うわー、逃げろー! 茶太の妄想が始まったぞー!

私も、人並み(かどうかは知らないが)に女性とお付き合いした経験があるので、世間的にデートと呼ばれるような行為をしたことがあるにはある。
しかし、残念なことに私の高校は男子校であったし、中学時代はクイズなんかやってるイタい子だったので、いちばん魂が柔らかな中・高生のときに、女性とそういうデート的なことをしたことがないのである。当時そういう経験がなかったことについて、後悔していないでもないが、別に今更どうだっていい。ただ「そういえば、そういうことができなかったなぁ」と思うだけである。

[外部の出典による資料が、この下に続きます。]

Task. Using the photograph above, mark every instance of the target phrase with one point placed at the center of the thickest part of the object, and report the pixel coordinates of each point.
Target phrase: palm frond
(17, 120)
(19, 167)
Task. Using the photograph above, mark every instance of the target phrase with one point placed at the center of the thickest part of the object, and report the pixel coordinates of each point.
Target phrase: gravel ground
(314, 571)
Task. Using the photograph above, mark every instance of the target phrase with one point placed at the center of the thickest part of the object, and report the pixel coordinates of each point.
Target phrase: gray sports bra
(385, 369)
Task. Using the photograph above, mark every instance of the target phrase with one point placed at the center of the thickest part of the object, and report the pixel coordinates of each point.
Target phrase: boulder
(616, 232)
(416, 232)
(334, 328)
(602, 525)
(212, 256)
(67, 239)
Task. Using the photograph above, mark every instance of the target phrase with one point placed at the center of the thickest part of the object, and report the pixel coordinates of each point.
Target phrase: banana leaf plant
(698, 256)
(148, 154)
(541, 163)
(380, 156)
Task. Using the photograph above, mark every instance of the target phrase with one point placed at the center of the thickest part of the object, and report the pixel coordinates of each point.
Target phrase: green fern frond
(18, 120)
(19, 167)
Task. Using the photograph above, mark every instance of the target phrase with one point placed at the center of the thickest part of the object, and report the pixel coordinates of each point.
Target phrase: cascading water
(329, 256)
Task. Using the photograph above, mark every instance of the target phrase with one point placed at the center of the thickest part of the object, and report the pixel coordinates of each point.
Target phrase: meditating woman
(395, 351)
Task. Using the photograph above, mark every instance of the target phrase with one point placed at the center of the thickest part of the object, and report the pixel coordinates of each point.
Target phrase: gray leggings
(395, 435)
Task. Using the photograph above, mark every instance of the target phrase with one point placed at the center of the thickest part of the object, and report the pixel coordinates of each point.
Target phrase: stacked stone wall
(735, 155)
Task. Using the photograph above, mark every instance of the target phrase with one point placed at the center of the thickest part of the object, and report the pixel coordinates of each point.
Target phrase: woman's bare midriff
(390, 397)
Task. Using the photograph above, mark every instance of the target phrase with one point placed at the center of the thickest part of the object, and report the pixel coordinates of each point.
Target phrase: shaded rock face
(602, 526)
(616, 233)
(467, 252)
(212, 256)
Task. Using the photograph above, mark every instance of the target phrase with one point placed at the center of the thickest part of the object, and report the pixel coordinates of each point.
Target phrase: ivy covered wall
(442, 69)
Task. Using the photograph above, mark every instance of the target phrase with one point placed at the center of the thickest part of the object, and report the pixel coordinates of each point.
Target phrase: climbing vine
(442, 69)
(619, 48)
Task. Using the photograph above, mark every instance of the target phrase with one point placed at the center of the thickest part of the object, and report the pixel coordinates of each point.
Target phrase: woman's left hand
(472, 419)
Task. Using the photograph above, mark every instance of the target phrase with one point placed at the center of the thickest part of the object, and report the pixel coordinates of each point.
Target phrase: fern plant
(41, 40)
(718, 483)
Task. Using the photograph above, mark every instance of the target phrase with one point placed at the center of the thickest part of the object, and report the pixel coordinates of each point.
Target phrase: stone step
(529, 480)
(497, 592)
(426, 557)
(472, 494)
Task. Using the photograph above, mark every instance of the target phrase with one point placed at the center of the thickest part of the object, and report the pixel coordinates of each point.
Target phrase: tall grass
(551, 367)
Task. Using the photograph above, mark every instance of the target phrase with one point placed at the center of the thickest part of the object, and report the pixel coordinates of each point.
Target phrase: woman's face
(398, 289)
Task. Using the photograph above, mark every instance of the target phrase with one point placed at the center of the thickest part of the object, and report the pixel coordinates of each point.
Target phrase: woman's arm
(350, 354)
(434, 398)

で、そういう魂がやわらかな時期に経験すべきだったデート、したかったデートというものが私の中ではある。文化系人間なものだから、私のサッカー部の部活が終わるまで待っててもらって、夕暮れの帰り道を…(我ながら、考えることがベタなうえに古くさい)なんてなことは逆立ちしてもムリだ。私の中での中・高生時代の憧れのデート、それは「美術館・図書館」である。基本的に、その年頃の男子は自分のフィールドに女子を連れ込みたがりがちである。自分が相手に対して優位に立てるからだ。私の場合、そのフィールドが「美術館」であり、「図書館」だったのである。

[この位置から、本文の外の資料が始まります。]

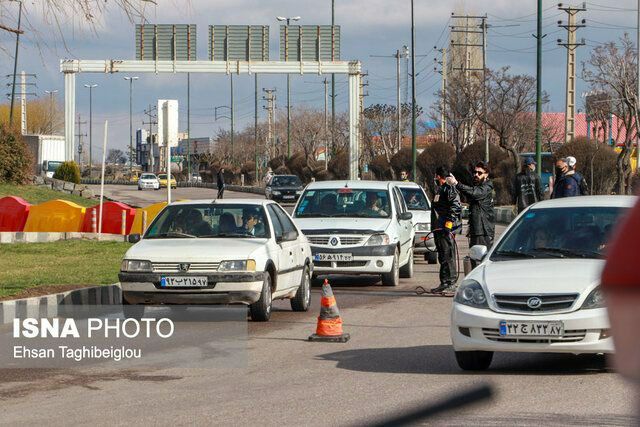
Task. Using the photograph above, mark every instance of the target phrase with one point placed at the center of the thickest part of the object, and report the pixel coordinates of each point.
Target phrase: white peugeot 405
(235, 251)
(538, 289)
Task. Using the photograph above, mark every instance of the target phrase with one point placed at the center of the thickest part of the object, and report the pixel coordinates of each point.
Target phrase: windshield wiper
(515, 254)
(562, 252)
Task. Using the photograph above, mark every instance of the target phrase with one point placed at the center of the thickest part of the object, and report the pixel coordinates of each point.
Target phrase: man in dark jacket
(480, 199)
(566, 184)
(221, 183)
(527, 186)
(445, 218)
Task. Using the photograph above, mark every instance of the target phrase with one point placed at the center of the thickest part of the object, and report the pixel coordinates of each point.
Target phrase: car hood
(342, 225)
(194, 250)
(540, 276)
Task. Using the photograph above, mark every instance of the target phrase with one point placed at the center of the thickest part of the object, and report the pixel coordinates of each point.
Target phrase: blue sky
(369, 27)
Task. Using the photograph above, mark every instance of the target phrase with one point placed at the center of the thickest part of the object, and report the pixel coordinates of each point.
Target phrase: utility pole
(80, 135)
(571, 45)
(15, 65)
(539, 36)
(445, 73)
(90, 87)
(153, 120)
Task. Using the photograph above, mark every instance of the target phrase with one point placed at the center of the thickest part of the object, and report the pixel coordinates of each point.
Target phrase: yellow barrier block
(55, 216)
(152, 211)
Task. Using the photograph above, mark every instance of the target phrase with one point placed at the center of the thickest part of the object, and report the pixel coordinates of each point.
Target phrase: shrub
(595, 161)
(68, 171)
(15, 158)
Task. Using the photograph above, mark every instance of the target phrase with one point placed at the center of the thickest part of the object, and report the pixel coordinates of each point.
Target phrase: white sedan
(226, 251)
(538, 289)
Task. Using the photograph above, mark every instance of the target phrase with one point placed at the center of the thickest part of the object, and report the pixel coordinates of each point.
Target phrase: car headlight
(594, 300)
(471, 293)
(423, 226)
(131, 265)
(238, 265)
(378, 240)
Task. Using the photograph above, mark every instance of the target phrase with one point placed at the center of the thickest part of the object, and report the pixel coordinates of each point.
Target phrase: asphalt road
(399, 358)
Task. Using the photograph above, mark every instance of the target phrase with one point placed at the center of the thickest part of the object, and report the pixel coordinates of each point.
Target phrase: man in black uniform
(445, 218)
(480, 199)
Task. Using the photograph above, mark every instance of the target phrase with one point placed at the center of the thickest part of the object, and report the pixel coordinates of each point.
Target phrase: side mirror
(477, 252)
(405, 216)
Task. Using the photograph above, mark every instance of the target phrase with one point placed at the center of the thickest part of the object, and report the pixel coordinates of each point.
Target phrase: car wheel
(474, 360)
(406, 272)
(392, 278)
(261, 309)
(300, 302)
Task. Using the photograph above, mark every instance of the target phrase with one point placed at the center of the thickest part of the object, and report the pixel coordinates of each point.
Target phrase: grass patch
(36, 195)
(69, 262)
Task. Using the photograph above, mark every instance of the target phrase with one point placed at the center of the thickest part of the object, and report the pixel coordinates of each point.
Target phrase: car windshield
(344, 202)
(210, 221)
(415, 199)
(286, 181)
(576, 232)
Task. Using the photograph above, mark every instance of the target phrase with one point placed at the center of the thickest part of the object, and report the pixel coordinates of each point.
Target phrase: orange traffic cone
(329, 327)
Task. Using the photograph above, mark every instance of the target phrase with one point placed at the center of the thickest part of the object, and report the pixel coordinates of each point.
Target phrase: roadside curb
(47, 305)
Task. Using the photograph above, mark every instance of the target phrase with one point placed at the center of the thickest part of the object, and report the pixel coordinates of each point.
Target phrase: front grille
(550, 302)
(344, 240)
(569, 336)
(196, 267)
(340, 264)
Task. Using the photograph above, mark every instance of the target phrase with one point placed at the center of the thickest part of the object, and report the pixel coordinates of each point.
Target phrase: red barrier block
(111, 217)
(13, 213)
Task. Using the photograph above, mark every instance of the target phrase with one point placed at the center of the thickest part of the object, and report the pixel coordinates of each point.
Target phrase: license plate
(333, 257)
(184, 282)
(531, 329)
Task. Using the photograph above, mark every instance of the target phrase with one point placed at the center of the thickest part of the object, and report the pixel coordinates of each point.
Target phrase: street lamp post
(288, 20)
(131, 79)
(51, 93)
(90, 86)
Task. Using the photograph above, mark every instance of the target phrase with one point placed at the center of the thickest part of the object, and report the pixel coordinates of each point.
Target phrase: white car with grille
(357, 227)
(219, 252)
(538, 289)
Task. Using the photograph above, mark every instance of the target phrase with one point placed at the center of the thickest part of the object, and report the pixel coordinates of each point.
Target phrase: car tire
(300, 302)
(392, 278)
(474, 360)
(406, 272)
(261, 309)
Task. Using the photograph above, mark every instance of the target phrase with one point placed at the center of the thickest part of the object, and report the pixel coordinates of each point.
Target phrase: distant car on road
(419, 205)
(284, 188)
(357, 227)
(148, 180)
(538, 289)
(222, 252)
(163, 181)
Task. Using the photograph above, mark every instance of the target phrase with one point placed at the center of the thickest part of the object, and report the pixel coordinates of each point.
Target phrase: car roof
(364, 185)
(587, 201)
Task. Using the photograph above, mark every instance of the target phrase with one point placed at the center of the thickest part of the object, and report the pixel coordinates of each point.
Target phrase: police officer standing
(445, 218)
(480, 199)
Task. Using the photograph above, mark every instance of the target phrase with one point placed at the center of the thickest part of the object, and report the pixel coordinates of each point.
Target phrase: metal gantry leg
(69, 113)
(354, 125)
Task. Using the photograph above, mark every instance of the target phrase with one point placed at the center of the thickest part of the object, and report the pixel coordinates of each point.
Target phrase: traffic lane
(130, 194)
(399, 357)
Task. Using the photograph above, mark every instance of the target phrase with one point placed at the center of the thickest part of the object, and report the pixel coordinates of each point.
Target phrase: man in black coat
(528, 189)
(445, 219)
(221, 183)
(480, 199)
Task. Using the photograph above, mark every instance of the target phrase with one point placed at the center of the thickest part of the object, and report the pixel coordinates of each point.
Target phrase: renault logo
(534, 302)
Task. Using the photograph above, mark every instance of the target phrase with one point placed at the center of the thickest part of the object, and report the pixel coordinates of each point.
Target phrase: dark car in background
(284, 188)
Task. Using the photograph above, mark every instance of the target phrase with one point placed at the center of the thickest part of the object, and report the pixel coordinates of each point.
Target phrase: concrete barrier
(48, 305)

一緒に来てくれる女の子はもちろん、おとなしく物静かな文化系女子だ。あえてKingTowerさんだけに向けて書くと、『スウィング・ガールズ』の本仮屋ユイカみたいな子だ。眼鏡だ。ショートカットだ。ヒャッホーゥ!
美術館や図書館の何がいいかといって、どちらも静粛が要求される場所である以上、小声で話さねばならず、ということは必然的に顔と顔が近づくってことなんですよコンチクショウ! よい。これである、私の青春にかけていたものは。そして美術館や図書館では、やはりクイズくんの私としては、文化系知識で女の子に優位に立ちたい。うんちくの一つや百もかまして、知的な人と思われたい。ひとまず美術館。「クールベは、徹底した写実主義だったんだ。見たものを見たままに描いたんだよ。だから彼は『私は天使を見たことがない。だから天使は描かない』という有名な言葉を残しているんだ」と囁く私。「一斗くんて何でも知ってるのね」的な尊敬を帯びた潤んだ目で私を見つめるユイカ(仮名)。「見たことないから天使は描かない、か…。一斗くんは、天使って見たことある?」と小声で訊くユイカ(仮名)。私は答える。「…いま俺、天使と喋ってるよ」。あっまーい!!!!!! 甘いよ一斗さん、練乳混ぜたバニラシェイクぐらい甘いよ一斗さーん(スピードワゴン風)。
一方、図書館である。放課後に2人で、もくもくと勉強かなんかをするわけだ。翳り始めた日が、ノートに窓の外のプラタナスの枝の影を落とす。そんな頃を見計らって、「悪いけど、書架から『マルテの手記』を取ってきてくれない?」とユイカ(仮名)に頼む私。「マルテ?」。「『マルテの手記』だよ。リルケの」。少し訝りながらも席を立って取りに行ってくれるユイカ(仮名)。手にして戻ってくる途中、紙片が本に挟んであることに気付くユイカ(仮名)。その『マルテの手記』の中には、私が予め挟んでおいた「ユイカ(仮名)のことが、好きです」と一行だけ書かれた紙が…。あっまーい!!!!!! あんまり親しくないクラスメートからもらったベルギー土産の変なチョコみたいに甘いよ一斗さーん(再びスピードワゴン風)。
とまぁ、こんな具合のプレイができるお店があったら金は出す。結構出す。目的はいやらしいことではなく私の憧れのデートの成就なので、上記のようなことさえできればOKである。ないだろうか、そんなお店。『タウンぺージ』に載ってないかしら。どういう業種で検索すればいいのかわからないけど。